A very intuitive and simple way to show a relationship between a categorical and a continuous variable is to calculate mean values (averages) of the continous variable for each value on the categorical variable.
For instace: What is the average income among men and women? What is the mean life expectancy in different countries? What is the level of trust in strangers among immigrants and natives? And so on.
More advanced statistial analysis is often necessary to rule out alternative explanations and strengthen our causal claims, but the presentation is almost always improved by first showing the main features of the relationship in a simple way - for instance with mean values or crosstabs.
We will in the examples work with the QoG basic dataset, which has information about the world's countries. Below I load the data directly from the web page, but we can also download the data and load it from the computer instead (generally advisable).
use "https://www.qogdata.pol.gu.se/dataarchive/qog_bas_cs_jan18.dta", clear
sum
and bysort
¶In this example we will take a closer look at the relationship between a country's GDP per capita and its level of democracy. We will measure GDP with the variable "gle_rgdpc" and democracy with "fh_status", as categorized byt he organization Freedom House.
With the command summarize
, which can also be abbreviated to sum
we quickly get the mean value of GDP per capita in the entire dataset. We just type sum
followed by the variable:
sum gle_rgdpc
On average, the 192 countries in the dataset have 12596.3 dollars in GDP per capita. But this is the mean value for the entire dataset, with democracies and dictatorships mixed.
To get at that difference we an use the bysort
command. It is a sort of "pre-command", where we type bysort variable:
, and then the main command. We then get the main command repeated once for each group of the variable we specified after bysort
. Like this:
bysort fh_status: sum gle_rgdpc
We now get three analyses, where the sum
command on the GDP variable first was run only on the 89 countries that are categorized as "Free", then on the 54 that are counted as "Partly free" and finally on the 49 countries that are categorized as "Not free".
The tables might look a bit messy, but we at least get the most important numbers. We can see that GDP per capita is highest in the free countries (18777.71), second highest in the not free countries (8745.244) and lowest in the partly free countries (5902.896). There are quite a few research papers written about this finding, but one thing to keep in mind is that there are some oil-rich countries among the worst dictatorships (oil incomes might even underpin the regimes).
We also got some bonus information (like the min, max and standard deviation), but we generally want to use commands that give us the information we are looking for, and not much more. In this case we just wanted the mean, and then there is a better method.
table
¶The table
command (not to be confused with the tab
command) is a flexible command that give us information about variables in different groups.

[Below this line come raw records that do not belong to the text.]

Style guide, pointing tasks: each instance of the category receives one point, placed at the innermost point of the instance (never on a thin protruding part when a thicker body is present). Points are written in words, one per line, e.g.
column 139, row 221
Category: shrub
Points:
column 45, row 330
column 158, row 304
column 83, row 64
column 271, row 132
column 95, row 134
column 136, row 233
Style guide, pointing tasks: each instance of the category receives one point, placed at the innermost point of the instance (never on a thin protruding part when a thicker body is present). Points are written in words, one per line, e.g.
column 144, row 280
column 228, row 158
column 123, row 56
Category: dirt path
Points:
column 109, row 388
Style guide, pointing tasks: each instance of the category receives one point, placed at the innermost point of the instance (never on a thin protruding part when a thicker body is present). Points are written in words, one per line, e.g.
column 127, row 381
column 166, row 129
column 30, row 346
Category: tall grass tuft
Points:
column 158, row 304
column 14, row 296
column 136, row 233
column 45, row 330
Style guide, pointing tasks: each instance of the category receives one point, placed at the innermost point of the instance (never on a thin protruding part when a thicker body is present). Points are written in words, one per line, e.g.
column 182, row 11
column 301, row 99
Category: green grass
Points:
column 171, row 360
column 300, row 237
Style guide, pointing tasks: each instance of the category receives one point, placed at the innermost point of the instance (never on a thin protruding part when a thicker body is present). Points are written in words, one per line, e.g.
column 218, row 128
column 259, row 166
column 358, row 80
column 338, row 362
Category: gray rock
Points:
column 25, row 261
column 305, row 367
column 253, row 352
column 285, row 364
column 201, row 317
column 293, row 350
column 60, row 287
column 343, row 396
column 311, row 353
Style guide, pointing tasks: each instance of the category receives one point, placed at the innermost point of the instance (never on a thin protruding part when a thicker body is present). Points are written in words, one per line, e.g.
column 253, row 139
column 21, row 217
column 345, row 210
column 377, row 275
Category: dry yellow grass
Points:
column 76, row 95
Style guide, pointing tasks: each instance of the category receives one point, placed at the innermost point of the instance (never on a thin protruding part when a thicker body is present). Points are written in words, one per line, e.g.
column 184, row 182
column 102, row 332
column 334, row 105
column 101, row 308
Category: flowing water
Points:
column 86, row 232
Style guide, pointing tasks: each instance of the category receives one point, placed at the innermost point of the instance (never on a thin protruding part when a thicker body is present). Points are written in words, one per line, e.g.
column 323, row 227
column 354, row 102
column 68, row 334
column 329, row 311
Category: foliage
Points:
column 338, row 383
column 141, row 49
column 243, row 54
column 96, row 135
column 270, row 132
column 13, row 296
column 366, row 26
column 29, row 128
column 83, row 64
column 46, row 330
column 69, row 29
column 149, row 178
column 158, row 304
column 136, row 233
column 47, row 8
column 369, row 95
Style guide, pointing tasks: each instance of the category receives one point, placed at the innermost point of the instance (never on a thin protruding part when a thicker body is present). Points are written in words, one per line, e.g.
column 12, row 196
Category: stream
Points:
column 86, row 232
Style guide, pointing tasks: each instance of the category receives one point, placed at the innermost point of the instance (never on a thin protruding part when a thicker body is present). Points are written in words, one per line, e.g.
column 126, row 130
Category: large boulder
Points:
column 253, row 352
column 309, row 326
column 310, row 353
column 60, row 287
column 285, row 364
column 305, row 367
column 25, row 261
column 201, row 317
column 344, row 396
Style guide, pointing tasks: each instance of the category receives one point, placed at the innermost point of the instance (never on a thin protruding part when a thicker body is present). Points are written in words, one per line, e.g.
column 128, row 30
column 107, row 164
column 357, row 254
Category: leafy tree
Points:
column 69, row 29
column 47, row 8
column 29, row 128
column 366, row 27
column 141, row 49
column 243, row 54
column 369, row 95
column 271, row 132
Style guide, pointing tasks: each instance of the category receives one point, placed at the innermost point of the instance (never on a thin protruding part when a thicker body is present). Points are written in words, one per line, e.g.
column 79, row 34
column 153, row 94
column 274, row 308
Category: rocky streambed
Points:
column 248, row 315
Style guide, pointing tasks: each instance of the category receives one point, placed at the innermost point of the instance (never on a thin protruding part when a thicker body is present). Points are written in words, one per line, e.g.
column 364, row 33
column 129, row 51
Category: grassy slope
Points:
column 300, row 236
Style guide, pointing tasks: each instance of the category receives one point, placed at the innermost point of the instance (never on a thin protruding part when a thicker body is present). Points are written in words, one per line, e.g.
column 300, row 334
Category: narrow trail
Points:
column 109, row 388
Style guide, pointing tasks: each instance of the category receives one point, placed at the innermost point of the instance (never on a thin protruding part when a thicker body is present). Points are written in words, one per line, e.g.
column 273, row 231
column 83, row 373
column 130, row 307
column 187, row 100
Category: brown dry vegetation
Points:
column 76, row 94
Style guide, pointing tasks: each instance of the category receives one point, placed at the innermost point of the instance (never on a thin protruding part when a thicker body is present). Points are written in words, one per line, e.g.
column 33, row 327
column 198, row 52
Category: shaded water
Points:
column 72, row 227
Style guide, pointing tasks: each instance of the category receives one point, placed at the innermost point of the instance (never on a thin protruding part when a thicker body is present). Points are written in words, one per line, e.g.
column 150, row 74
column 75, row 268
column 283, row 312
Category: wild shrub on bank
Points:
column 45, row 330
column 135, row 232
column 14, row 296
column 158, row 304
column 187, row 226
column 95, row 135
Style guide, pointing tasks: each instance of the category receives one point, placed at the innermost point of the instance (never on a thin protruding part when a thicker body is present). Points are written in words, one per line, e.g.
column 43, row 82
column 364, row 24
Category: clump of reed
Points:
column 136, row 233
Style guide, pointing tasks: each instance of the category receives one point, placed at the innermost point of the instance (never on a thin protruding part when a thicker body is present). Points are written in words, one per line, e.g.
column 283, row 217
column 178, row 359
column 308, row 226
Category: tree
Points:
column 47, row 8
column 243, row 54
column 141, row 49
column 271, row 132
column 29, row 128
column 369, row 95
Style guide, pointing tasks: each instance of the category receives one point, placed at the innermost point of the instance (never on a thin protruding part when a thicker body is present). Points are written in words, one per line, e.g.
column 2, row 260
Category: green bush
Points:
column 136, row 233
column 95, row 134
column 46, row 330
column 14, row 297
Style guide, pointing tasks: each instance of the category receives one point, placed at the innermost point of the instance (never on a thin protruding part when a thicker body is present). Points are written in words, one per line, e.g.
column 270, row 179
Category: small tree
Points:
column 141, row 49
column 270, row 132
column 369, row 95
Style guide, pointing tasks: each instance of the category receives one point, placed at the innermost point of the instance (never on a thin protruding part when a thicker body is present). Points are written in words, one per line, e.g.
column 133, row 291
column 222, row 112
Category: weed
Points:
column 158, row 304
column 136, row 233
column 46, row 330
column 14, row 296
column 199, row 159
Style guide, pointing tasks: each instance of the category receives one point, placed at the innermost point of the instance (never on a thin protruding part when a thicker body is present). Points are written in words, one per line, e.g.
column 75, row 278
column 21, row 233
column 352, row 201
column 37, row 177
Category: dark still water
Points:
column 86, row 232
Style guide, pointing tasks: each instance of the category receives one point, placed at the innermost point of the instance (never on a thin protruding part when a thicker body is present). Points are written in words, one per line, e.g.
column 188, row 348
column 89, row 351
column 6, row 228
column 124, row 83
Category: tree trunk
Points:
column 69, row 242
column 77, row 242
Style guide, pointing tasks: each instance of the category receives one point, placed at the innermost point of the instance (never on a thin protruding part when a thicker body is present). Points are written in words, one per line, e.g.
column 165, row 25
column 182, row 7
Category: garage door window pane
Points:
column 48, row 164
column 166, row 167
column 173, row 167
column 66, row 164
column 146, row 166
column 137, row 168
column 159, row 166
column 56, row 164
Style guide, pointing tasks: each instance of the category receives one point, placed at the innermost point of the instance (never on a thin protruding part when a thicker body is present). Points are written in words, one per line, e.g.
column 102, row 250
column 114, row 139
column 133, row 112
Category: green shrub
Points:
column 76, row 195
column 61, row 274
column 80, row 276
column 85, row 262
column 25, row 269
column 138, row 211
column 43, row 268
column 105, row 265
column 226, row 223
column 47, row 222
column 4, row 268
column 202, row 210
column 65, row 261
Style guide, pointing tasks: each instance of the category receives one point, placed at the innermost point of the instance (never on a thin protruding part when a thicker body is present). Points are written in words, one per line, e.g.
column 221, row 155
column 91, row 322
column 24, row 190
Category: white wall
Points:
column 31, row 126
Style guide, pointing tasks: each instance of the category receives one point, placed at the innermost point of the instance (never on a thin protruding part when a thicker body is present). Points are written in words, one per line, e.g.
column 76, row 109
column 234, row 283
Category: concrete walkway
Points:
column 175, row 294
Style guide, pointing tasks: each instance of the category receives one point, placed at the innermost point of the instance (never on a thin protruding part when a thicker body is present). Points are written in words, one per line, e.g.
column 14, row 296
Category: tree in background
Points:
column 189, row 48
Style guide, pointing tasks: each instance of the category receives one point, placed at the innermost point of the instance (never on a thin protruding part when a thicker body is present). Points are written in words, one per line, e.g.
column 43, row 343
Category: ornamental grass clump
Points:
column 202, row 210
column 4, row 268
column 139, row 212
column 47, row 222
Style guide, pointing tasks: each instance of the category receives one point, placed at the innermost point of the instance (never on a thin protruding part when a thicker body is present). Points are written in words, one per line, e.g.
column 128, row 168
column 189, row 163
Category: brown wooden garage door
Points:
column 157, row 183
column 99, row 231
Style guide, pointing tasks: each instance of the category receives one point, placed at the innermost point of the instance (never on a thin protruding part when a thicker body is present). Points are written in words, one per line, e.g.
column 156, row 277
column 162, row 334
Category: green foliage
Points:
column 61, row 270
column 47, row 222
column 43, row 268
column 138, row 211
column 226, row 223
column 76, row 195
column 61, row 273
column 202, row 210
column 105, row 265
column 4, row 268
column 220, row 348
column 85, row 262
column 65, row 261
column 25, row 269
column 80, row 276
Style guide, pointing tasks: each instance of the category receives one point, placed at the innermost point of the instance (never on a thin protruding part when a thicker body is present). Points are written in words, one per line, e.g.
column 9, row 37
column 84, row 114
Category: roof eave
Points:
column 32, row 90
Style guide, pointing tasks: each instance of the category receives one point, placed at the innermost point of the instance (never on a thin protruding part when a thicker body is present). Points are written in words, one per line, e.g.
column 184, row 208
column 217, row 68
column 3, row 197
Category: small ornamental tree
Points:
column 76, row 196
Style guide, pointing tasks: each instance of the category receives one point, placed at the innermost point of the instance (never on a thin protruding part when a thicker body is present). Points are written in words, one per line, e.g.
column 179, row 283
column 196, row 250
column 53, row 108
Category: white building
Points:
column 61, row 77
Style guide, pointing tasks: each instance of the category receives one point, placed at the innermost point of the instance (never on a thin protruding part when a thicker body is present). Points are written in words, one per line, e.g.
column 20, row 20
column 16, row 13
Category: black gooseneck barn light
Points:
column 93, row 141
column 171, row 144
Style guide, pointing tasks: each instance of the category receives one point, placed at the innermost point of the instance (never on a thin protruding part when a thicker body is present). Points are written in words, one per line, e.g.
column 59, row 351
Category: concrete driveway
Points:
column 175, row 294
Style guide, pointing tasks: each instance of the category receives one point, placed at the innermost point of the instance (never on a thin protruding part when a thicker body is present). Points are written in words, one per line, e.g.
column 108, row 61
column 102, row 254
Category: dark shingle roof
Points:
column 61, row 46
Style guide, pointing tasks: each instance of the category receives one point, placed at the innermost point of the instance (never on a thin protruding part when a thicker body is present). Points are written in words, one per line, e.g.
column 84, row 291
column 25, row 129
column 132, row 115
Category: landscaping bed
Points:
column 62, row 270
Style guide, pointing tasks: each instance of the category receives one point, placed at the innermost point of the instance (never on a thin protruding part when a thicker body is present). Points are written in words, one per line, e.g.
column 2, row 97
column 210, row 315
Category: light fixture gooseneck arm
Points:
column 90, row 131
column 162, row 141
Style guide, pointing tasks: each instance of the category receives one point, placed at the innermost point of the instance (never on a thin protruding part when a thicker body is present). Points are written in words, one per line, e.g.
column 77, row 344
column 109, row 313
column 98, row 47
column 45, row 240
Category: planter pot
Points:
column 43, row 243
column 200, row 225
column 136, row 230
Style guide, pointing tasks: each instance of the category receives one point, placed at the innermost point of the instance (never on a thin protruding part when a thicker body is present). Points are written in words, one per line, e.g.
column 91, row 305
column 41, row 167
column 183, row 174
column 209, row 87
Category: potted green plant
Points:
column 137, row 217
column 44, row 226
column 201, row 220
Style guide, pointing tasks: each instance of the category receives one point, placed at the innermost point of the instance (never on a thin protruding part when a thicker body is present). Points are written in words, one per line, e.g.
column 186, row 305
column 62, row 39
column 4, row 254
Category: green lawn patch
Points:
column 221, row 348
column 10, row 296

The structures is that we first specifiy for which variable we want to compare groups, and in the options of the command we then specify which information we want about the grups. If we want the mean of GDP per capita, for the groups of "fh_status" we type:
table fh_status, contents(mean gle_rgdpc)
table fh_status
meant that we wanted the observations divided according to the different values of "fh_status". With the option contents()
we specify what that information should be - in this case the mean of "gle_rgdpc". But the mean is not the only info we can get. Type help table
for the full list, but some of the more useful are sd
, median
, max
, min
and count
. The last one shows how many observations we have in each group.
We can specify up to five different informations, like this:
table fh_status, contents(mean gle_rgdpc sd gle_rgdpc min gle_rgdpc max gle_rgdpc count gle_rgdpc)
This table is much more neat than what we got with the sum
command, and contains the same information. In our reports or theses we should however never simply paste tables from Stata - they can alway be made more readable. But it is of course more convenient to start with something that looks more like the final product.
table
¶The table
command also lets us divide according to two or three variables, and show information in the smaller groups. We just add the variables after each other, before the comma sign that denotes that options. Below we divided the observations in the dataset not only according to the level of democracy, but also according to whether the country uses proportional representation or not in their electoral system "dpi_pr".
table fh_status dpi_pr, contents(mean gle_rgdpc count gle_rgdpc)
This way we can get more fine-grained information. But when we divide into more groups the number of observations in each group goes down, which we need to be observant of. It might therefore be good to use the count
option. We can for instnace see that there are only 16 countries that are categorized as not free, while also having proportional representation. Our conclusions for that group will therefore be less certain than for the groups with 54 countries.
Our presentation of statistical results should always be as pedagogical and easy to understand as possible. To display the means in different groups is often a good idea, and gives easy numbers that the reader can use as a point of reference while thinking about more advanced analyses. The table
command is a good way to quickly access the relevant information.